Economia

Mutui indicizzati al cocomero?

18 novembre 2008

L’Euribor, il parametro più usato per indicizzare i mutui, è sommerso da critiche spesso “qualunquistiche“, e così le banche, che sono così restie a cambiarlo. Anch’esse d’altronde corrono i loro bei rischi: un po’ come il vostro fruttivendolo di fiducia…

Ormai si ragiona un tanto al chilo quando si affronta il tema dei tassi di interesse e dei mutui. Un articolato pezzo su Repubblica.it riassume diversi aspetti del dibattito su quale tasso usare per indicizzare i mutui; lo prendo come spunto per affrontare l’argomento, prima per fare qualche puntualizzazione e poi per ragionare sull’indicizzazione al tasso ufficiale BCE.

COME IL FRUTTIVENDOLO – Ci si lamenta che l’Euribor a tre mesi (il più usato) sia un po’ lento a scendere, ma questo è un punto di vista da esplicitare e non un fatto, perché se si guarda il picco raggiunto prima del famoso taglio concertato tra Banche Centrali, dopo il quale il Refi è sceso di 100bp, l’Euribor tre mesi è sceso ad oggi di 120bp (ben più di quanto io personalmente mi aspettassi); certo, rispetto ai minimi di ottobre 2007 l’Euribor è sotto di solo una quarantina di basis point, ma se non siamo ingenui dobbiamo capire che lo stato del mercato si evolve ormai di settimana in settimana e i confronti devono esser ben contestualizzati (cioè, questo confronto non ha senso). I mutuatari si lamentano che comunque la rata è scesa poco, ma dovrebbero ricordare che la rata è indicizzata a una media mensile, quindi la discesa dei tassi partita quasi a metà ottobre si farà sentire del tutto nella media di novembre e poi nella rata di dicembre. Se poi si vuol piangere per intenerire lo Stato, si faccia pure. Le banche indicizzano all’Euribor perché raccolgono fondi per lo più sull’interbancario, e così come il fruttivendolo si basa sul prezzo dei cocomeri all’ingrosso per fare il proprio prezzo di vendita, così le banche indicizzano i propri “cocomeri“. Non tutte le banche possono prendere soldi (una volta al mese) dalla BCE al tasso Refi, inoltre le stesse non possono approvvigionarsi neppure nelle aste settimanali al Refi+0,50%; questo canale è aperto ai soli primary dealer che poi “rivendono” alle banche del gruppo con spread che si avviano ad un bell’1%! Si capisce come il grosso delle banche abbia “problemi” a traslare i tagli del Refi nel tasso finale al cliente, e a meno che non si voglia un mercato fatto solo di due o tre mega-istituti che siano anche primary dealer si dovrebbero evitare certi semplicistici attacchi.

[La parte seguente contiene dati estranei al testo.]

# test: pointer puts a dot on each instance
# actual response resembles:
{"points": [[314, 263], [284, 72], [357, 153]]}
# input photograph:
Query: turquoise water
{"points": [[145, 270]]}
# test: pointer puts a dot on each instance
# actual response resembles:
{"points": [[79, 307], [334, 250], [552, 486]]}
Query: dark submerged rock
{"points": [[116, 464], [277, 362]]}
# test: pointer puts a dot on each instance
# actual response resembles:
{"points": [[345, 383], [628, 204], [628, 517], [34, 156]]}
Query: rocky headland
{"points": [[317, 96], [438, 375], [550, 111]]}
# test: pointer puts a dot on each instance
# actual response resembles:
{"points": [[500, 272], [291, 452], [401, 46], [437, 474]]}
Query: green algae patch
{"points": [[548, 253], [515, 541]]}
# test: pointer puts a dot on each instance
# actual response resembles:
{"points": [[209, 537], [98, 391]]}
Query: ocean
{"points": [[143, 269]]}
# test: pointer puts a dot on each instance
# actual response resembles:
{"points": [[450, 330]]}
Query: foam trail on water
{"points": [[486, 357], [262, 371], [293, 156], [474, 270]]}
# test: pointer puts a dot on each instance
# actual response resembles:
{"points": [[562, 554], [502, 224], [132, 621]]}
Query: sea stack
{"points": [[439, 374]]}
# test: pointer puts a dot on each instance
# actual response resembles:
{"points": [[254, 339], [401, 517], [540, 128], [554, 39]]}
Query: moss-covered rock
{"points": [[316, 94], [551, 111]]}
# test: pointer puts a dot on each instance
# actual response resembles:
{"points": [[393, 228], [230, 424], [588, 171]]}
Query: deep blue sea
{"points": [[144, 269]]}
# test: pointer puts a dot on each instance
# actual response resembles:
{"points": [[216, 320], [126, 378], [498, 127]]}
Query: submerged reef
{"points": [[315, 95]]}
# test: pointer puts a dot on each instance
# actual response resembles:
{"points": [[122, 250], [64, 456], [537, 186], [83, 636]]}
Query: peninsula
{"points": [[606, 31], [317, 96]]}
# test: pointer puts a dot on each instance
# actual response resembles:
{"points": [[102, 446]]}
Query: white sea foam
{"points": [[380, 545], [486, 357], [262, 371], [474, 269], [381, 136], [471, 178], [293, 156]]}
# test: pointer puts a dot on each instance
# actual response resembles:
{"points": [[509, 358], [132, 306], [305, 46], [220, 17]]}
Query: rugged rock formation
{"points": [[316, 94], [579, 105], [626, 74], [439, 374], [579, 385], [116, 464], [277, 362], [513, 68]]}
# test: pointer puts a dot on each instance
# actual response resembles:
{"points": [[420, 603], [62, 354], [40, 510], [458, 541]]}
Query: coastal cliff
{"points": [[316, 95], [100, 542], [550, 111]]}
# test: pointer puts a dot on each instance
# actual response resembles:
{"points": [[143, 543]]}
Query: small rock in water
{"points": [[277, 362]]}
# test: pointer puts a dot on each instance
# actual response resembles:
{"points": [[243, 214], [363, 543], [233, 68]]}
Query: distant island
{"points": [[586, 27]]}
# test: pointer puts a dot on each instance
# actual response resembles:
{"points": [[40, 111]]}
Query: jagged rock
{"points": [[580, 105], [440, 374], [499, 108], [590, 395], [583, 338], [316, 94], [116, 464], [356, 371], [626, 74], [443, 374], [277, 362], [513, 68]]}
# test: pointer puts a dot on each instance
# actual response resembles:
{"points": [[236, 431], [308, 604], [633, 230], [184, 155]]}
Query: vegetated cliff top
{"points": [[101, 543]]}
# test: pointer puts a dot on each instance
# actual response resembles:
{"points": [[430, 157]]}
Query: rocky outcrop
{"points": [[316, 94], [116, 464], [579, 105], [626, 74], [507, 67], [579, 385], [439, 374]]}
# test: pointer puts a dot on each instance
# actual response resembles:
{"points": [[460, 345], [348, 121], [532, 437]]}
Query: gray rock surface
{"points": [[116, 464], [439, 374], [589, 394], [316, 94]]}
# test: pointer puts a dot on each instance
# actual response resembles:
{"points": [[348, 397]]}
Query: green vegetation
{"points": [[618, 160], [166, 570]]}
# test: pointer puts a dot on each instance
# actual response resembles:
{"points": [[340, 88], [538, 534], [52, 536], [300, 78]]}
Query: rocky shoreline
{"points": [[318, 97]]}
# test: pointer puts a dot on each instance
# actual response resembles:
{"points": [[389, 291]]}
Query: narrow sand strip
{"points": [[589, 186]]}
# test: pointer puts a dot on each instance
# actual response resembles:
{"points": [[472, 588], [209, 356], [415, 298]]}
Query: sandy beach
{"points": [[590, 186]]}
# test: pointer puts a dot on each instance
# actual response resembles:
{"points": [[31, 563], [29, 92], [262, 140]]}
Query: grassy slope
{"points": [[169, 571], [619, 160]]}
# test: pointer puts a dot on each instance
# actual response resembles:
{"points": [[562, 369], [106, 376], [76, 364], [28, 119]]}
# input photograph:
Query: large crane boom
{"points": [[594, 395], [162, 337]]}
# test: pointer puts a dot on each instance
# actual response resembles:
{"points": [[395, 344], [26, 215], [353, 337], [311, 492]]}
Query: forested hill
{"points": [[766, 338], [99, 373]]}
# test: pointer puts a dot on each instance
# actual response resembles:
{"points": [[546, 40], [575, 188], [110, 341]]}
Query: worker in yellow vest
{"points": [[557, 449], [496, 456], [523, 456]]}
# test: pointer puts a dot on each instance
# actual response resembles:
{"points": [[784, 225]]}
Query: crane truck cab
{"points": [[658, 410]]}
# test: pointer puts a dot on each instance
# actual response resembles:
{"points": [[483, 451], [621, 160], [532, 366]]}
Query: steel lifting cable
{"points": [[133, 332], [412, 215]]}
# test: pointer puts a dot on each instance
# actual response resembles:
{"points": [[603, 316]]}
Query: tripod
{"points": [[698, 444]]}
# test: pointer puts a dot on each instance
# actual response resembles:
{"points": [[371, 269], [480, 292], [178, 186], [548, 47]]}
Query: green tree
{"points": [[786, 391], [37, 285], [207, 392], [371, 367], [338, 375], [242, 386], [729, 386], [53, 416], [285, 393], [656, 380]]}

CORREZIONI – Pare che ci siano 620 miliardi di euro in obbligazioni bancarie contro 260 miliardi di euro di mutui, in Italia (mi fido dei dati dell’articolo richiamato). Questo non vuol dire un bel nulla, perché i crediti concessi non sono solo mutui (ipotecari), ci sono finanziamenti lunghi a privati e imprese, credito al consumo, anticipazioni, scoperti di conto… un intero mondo di cui non fregherà nulla a nessuno ma che permette all’economia di vivere ben oltre l’acquisto di una casa. Inoltre anche le banche investono, si rinnovano, si fondono… e ci vogliono soldi. È bene ricordare tutto questo perché altrimenti quei due numeri diventano solo un paradosso. Ma c’è di più, queste obbligazioni pagano interessi (strano, eh?) e per lo più si tratta di interessi indicizzati (rullo di tamburi) all’Euribor tre mesi (più spread)! Questo particolare pare sfuggito e invece è un elemento che rafforza le ragioni delle banche nell’indicizzare i prestiti all’Euribor. In aggiunta, le banche (solo banche di deposito, non altri intermediari che hanno comunque lo status giuridico di banca ma non raccolgono depositi, anche di questo nessuno si preoccupa mai di parlare) possono certo appoggiarsi sui conti correnti, ma questi sono il supporto naturale dei crediti “a vista” a privati e imprese, e non sono né per dimensioni né per natura la soluzione del funding bancario. È vero che “basta” rispettare parametri patrimoniali perché la banca lavori, ma le Banche Centrali (tra cui chiaramente la Banca d’Italia) sorvegliano la stabilità del sistema con poteri di imporre anche “correzioni“, e tra i motivi della sorveglianza c’è anche il mismatch (in italiano: “spaiamento“) tra le durate di impieghi e funding. Insomma, non è possibile coprire un mutuo con un conto corrente, almeno in via continuativa, per motivi di stabilità un funding a medio/lungo termine è necessario, ed essenzialmente questo costa un Euribor più spread.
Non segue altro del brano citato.